Does the genre have an influence? Some kinds of writing are more interested in a character's inner life and motivations than others. Much of the old SF I read as a teenager was built around ideas rather than character. Writing convincing characters of the sex opposite to their own wasn't something the authors were trying to do.

Then you get a writer like Terry Pratchett, whose female characters are, arguably, even more lively and convincing than his male ones. (Or, at least, as lively.) Pratchett, writing 'humorous fantasy' could probably have got away with cardboard cut-out characters so long as he kept the jokes coming - but his sympathies and interests went beyond that.

So, I put it to you, that a writer creates convincing characters of the opposite sex when: The genre they write for requires it: Their own interests and sympathies lead them to it.

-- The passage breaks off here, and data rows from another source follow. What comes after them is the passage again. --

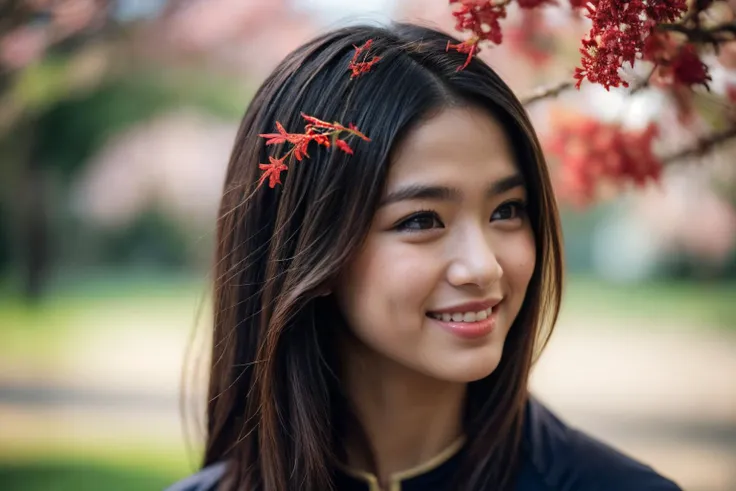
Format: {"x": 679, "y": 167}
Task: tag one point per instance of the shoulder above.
{"x": 560, "y": 458}
{"x": 204, "y": 480}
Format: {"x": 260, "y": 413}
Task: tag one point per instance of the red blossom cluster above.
{"x": 316, "y": 130}
{"x": 591, "y": 152}
{"x": 676, "y": 63}
{"x": 621, "y": 29}
{"x": 481, "y": 19}
{"x": 358, "y": 68}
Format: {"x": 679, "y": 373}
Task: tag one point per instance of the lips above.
{"x": 468, "y": 307}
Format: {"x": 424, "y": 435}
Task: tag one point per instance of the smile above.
{"x": 462, "y": 316}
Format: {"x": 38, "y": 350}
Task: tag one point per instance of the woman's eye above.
{"x": 509, "y": 211}
{"x": 420, "y": 221}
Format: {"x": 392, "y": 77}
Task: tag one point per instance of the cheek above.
{"x": 388, "y": 278}
{"x": 518, "y": 261}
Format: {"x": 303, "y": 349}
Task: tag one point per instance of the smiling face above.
{"x": 450, "y": 253}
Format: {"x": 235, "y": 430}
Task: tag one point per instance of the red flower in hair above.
{"x": 316, "y": 130}
{"x": 272, "y": 171}
{"x": 358, "y": 68}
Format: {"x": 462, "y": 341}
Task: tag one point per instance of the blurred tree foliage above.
{"x": 59, "y": 110}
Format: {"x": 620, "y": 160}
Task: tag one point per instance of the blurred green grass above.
{"x": 67, "y": 476}
{"x": 661, "y": 304}
{"x": 69, "y": 468}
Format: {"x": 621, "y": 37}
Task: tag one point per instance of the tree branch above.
{"x": 711, "y": 35}
{"x": 702, "y": 146}
{"x": 546, "y": 92}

Ali - the writer of The Ginger Tree (which I must look up) must have been one half of a mother-son bond, which would have given him clues to build on.
Interesting post. I think it's that some writers can do it and some can't or don't even want to, but mostly, I suspect, it just happens. I've written one novel wholly from a male POV (the Physic Garden) although it's still marketed as largely a 'women's book'. I'm not sure that it is, and the men I know who have read it seem to have enjoyed it and thought that my male narrator was believable and convincing. One female book group member, however, asked me how I could possibly have written a whole novel in the persona of such an unlikable character! Fortunately, everyone else disagreed with her, and I was genuinely hugely fond of my protagonist, but people bring themselves to their reading as much as any other activity! One thing I constantly find myself resenting is the victimisation of even convincing female characters. They have to die, tragically - Tess, Anna Karenina, Madame Bovary. It as though the male author can't possibly envisage a heroine surviving and living contentedly ever after. It's this aspect above all others that makes me love Cold Comfort Farm (although there's so much else to love about that novel) - the brisk and cheerful survival of the heroines.